A decisão de Trump, que levou os EUA a praticar as mais altas taxas de importação desde 1909, fez tábula rasa de todo o arcabouço normativo construído em torno da Organização Mundial do Comércio.  

A medida causou um terremoto na economia global: bilhões de dólares evaporaram em dois dias de quedas acentuadas nas bolsas de valores ao redor do mundo, enquanto analistas de diferentes nacionalidades retratavam a guinada protecionista norte-americana como um indício do fim de uma era de globalização econômica.

Essa era, afinal, havia sido arquitetada principalmente pelos próprios norte-americanos e — até por isso — havia conduzido os EUA ao posto de maior economia mundial.

As novas taxas punem indistintamente adversários e aliados. Isso fica especialmente evidente ao se analisarem os valores impostos a países asiáticos.
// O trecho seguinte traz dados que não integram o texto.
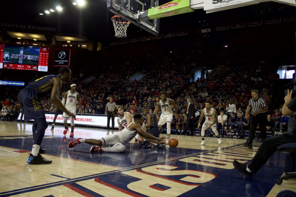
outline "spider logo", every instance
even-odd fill
[[[6,60],[6,58],[8,58],[8,60],[9,60],[9,58],[10,57],[10,56],[9,55],[9,53],[8,51],[5,51],[4,52],[4,60]]]

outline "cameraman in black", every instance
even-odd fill
[[[288,90],[285,97],[285,103],[283,106],[283,115],[290,116],[288,132],[277,135],[265,139],[262,143],[255,156],[248,163],[242,163],[234,160],[232,162],[234,167],[240,172],[250,177],[257,172],[268,159],[276,151],[278,146],[282,144],[296,142],[296,97],[292,99],[292,91]]]

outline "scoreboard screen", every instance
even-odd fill
[[[49,49],[0,44],[0,69],[47,71]]]

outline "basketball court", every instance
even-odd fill
[[[33,143],[32,123],[0,122],[0,196],[274,196],[296,191],[295,180],[276,181],[284,172],[284,154],[276,152],[252,178],[234,169],[234,160],[251,158],[260,144],[245,147],[243,139],[172,135],[176,148],[144,148],[133,139],[125,152],[91,153],[85,143],[72,149],[69,133],[56,125],[46,129],[42,146],[47,165],[27,164]],[[116,132],[116,131],[115,131]],[[99,139],[104,129],[76,127],[75,139]],[[163,134],[165,135],[165,134]],[[5,170],[4,170],[5,169]]]

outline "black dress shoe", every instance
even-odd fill
[[[253,172],[250,172],[247,171],[246,164],[242,164],[236,160],[234,160],[232,162],[232,164],[236,169],[245,175],[249,177],[251,177],[253,175]]]
[[[253,149],[253,146],[252,146],[252,144],[247,144],[247,143],[244,143],[243,144],[244,144],[244,146],[246,146],[246,147],[250,149]]]

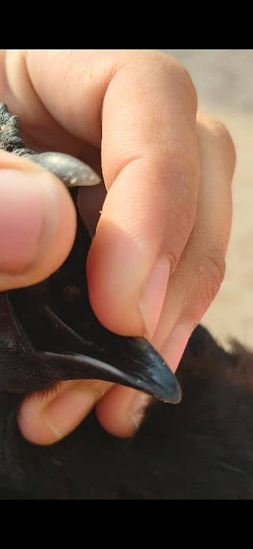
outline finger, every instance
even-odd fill
[[[201,180],[196,222],[170,281],[153,341],[173,371],[223,281],[231,229],[233,143],[223,125],[206,116],[200,115],[197,132]]]
[[[112,384],[101,381],[64,382],[47,393],[27,397],[19,410],[23,435],[34,444],[53,444],[73,431]]]
[[[108,192],[87,276],[101,323],[150,339],[194,222],[198,151],[195,95],[187,77],[165,63],[152,78],[147,67],[140,78],[138,69],[128,65],[115,75],[104,102]]]
[[[175,371],[191,333],[215,297],[224,274],[231,226],[233,144],[224,126],[199,115],[201,176],[197,218],[171,277],[152,344]],[[130,436],[141,423],[149,397],[114,386],[97,405],[101,424],[112,434]]]
[[[0,153],[0,290],[39,282],[73,246],[76,215],[62,183],[28,160]]]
Vietnã, Laos e Camboja, que se tornaram exportadores de produtos manufaturados justamente por se apresentarem como alternativas à China, estão entre os que receberam as tarifas mais pesadas.

Japão e Coreia do Sul, os maiores aliados dos EUA na região, foram atingidos com tarifas de 24% e 26%, respectivamente. A Taiwan foi imposta uma tarifa de 32%, embora, neste caso, os EUA tenham tido o cuidado de excluir os semicondutores — principais itens da pauta de exportações da ilha — da lista de produtos tarifados.
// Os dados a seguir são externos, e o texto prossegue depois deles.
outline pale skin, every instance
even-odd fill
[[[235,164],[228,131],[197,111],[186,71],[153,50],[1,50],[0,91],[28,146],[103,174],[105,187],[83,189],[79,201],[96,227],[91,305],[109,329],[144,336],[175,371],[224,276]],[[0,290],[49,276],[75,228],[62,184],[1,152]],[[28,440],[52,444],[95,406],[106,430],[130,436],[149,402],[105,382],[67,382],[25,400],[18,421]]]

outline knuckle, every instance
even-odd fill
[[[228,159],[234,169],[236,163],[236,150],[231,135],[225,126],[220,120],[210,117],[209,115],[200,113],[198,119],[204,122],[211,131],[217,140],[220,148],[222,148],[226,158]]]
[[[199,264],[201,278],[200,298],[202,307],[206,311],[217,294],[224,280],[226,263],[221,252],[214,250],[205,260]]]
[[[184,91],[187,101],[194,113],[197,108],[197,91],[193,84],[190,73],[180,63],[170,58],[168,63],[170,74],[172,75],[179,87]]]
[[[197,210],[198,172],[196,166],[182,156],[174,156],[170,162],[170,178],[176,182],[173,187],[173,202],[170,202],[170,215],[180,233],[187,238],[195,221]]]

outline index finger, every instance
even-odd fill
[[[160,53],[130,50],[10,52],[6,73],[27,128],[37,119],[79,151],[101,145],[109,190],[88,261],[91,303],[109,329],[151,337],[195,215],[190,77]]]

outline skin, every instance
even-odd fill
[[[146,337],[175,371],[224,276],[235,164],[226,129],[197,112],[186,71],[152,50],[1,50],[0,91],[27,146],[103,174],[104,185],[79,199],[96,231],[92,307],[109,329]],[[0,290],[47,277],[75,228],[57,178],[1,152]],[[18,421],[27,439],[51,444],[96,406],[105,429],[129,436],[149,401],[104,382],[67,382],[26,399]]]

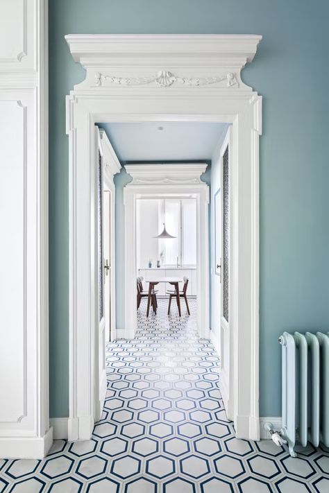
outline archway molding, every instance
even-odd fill
[[[85,79],[67,98],[69,140],[69,440],[90,439],[95,417],[96,122],[231,123],[230,358],[237,437],[258,440],[259,136],[261,96],[241,71],[256,35],[69,35]]]

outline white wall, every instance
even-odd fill
[[[47,1],[0,1],[0,457],[42,458],[48,405]]]

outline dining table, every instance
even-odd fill
[[[174,286],[176,291],[176,298],[177,300],[177,306],[178,308],[178,314],[179,316],[181,317],[181,311],[180,311],[180,300],[179,297],[179,283],[182,282],[183,280],[180,277],[154,277],[154,279],[151,279],[149,281],[146,281],[146,283],[149,283],[149,295],[147,297],[147,310],[146,310],[146,317],[149,316],[150,313],[150,306],[151,306],[151,295],[152,295],[152,291],[154,289],[154,286],[158,284],[160,282],[167,282],[169,284],[171,284]],[[156,307],[153,310],[156,313]]]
Todos esses governos já demonstraram irritação com a postura americana e, mesmo que negociações futuras levem a reduções tarifárias, a confiança no comportamento do governo dos EUA sob a liderança de Trump está definitivamente abalada. 

Japoneses, sul-coreanos e taiwaneses já se perguntam se, em caso de eclosão de um conflito no Leste Asiático, terão o mesmo destino dos ucranianos em relação ao apoio norte-americano. 
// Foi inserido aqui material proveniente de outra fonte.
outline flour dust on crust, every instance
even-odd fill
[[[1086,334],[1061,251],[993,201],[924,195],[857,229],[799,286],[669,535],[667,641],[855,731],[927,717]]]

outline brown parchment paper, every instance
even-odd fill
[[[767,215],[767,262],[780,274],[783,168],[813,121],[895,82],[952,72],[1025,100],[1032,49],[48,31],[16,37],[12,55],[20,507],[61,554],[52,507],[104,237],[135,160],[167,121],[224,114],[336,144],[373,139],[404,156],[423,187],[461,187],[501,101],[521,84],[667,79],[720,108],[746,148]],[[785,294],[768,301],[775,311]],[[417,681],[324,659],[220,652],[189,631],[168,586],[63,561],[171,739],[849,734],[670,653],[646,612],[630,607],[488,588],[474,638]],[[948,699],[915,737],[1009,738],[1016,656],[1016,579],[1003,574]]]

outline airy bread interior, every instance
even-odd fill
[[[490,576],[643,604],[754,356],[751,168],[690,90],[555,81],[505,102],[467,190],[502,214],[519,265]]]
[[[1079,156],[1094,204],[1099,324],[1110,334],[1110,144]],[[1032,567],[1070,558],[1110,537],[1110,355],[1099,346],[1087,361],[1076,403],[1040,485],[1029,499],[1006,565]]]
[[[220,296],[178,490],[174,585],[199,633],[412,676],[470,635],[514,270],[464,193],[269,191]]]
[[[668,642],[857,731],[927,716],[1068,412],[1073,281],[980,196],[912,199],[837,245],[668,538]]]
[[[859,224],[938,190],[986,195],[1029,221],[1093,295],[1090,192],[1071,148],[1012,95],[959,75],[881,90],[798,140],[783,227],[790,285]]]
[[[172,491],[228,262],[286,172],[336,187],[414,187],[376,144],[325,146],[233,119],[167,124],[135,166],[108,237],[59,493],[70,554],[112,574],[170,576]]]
Isso tudo favorece a China, que poderá se apresentar como um parceiro comercial mais confiável e verá sua liberdade de ação geopolítica ampliada pela retração da influência norte-americana na região.

Mesmo voltando seus canhões tarifários contra regiões desabitadas — ou habitadas apenas por pinguins e focas — como as Ilhas Heard e McDonald (tarifas de 10%), e contra Madagascar, um dos países mais pobres do mundo, que exportou no ano passado US$ 733 milhões em baunilha, metais e vestuário para os EUA (tarifas de 47%), Trump isentou a Rússia. 

Mesmo sob embargos comerciais, a Rússia exportou cerca de US$ 3 bilhões para os EUA no ano passado. Também ficaram de fora da lista países como Belarus e Coreia do Norte, dois dos mais próximos aliados da Rússia na guerra.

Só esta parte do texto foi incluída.